The TravelPerk survey reports similar findings. Responding to the survey, the majority of employees (79 per cent) said that meeting colleagues in person was beneficial to them. Firstly, the top benefits mentioned by this group were that it created a sense of team belonging. Secondly, it boosted creativity and productivity.

When asked how they used their time in the office, people most frequently cited: one-on-one meetings with their managers, meeting new team members and spending time with the team, arranging strategy sessions with colleagues and participating in social events such as lunch or after-work drinks.

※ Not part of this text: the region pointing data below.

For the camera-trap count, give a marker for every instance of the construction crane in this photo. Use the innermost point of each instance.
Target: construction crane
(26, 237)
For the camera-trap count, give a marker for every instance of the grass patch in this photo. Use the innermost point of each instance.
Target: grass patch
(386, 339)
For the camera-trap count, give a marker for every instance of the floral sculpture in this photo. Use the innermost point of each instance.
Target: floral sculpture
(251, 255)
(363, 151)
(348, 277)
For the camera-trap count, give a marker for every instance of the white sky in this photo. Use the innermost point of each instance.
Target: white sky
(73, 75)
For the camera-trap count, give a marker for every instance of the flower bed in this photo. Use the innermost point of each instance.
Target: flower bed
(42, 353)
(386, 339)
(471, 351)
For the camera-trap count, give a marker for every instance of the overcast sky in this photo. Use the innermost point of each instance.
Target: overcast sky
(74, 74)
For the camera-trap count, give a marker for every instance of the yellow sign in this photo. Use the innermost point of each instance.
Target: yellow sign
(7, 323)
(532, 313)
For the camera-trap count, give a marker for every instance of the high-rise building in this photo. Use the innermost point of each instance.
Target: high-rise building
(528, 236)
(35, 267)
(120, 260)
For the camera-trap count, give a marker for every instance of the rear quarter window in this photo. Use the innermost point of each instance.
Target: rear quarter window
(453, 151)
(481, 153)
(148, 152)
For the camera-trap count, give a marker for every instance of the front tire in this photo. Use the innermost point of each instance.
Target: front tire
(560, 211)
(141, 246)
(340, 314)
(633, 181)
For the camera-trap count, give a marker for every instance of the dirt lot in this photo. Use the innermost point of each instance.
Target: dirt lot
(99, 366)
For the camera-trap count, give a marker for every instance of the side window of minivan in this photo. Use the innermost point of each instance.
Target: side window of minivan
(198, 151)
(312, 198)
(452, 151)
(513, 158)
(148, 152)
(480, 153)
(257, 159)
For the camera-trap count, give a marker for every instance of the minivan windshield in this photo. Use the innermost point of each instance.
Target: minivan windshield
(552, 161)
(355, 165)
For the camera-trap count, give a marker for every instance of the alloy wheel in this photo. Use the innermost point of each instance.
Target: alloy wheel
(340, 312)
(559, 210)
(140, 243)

The survey also asked about the frequency of team-building activities and social gatherings. Only 19 per cent of hybrid workers and 6 per cent of fully remote workers said their teams meet at least once a month. A further 13 per cent of hybrid workers said their teams meet more than once a month.

Given the importance placed by respondents on social contact with colleagues, these findings suggest a gap that employers should consider bridging by increasing the frequency of team building or social activities.

In fact, research by McKinsey, a consulting firm, shows that up to 55 per cent of employee engagement is driven by nonfinancial factors. These factors were grouped by McKinsey into three categories that employers should focus on, which include social, work and organisation.

According to this research, social factors such as relationships within teams and with managers were the strongest predictors of employee engagement.

The organisation of work, which refers to flexibility and work-life balance, is another important contributor to employee engagement.

The message across these various studies is clear. Hybrid working is here to stay, but employees still place great value on their time in the office. Companies should pay attention to the complementary issues of employees' experiences inside the office, as well as the flexibility they afford employees through hybrid models of work, in order to remain attractive to top talent and drive high engagement in their workforce.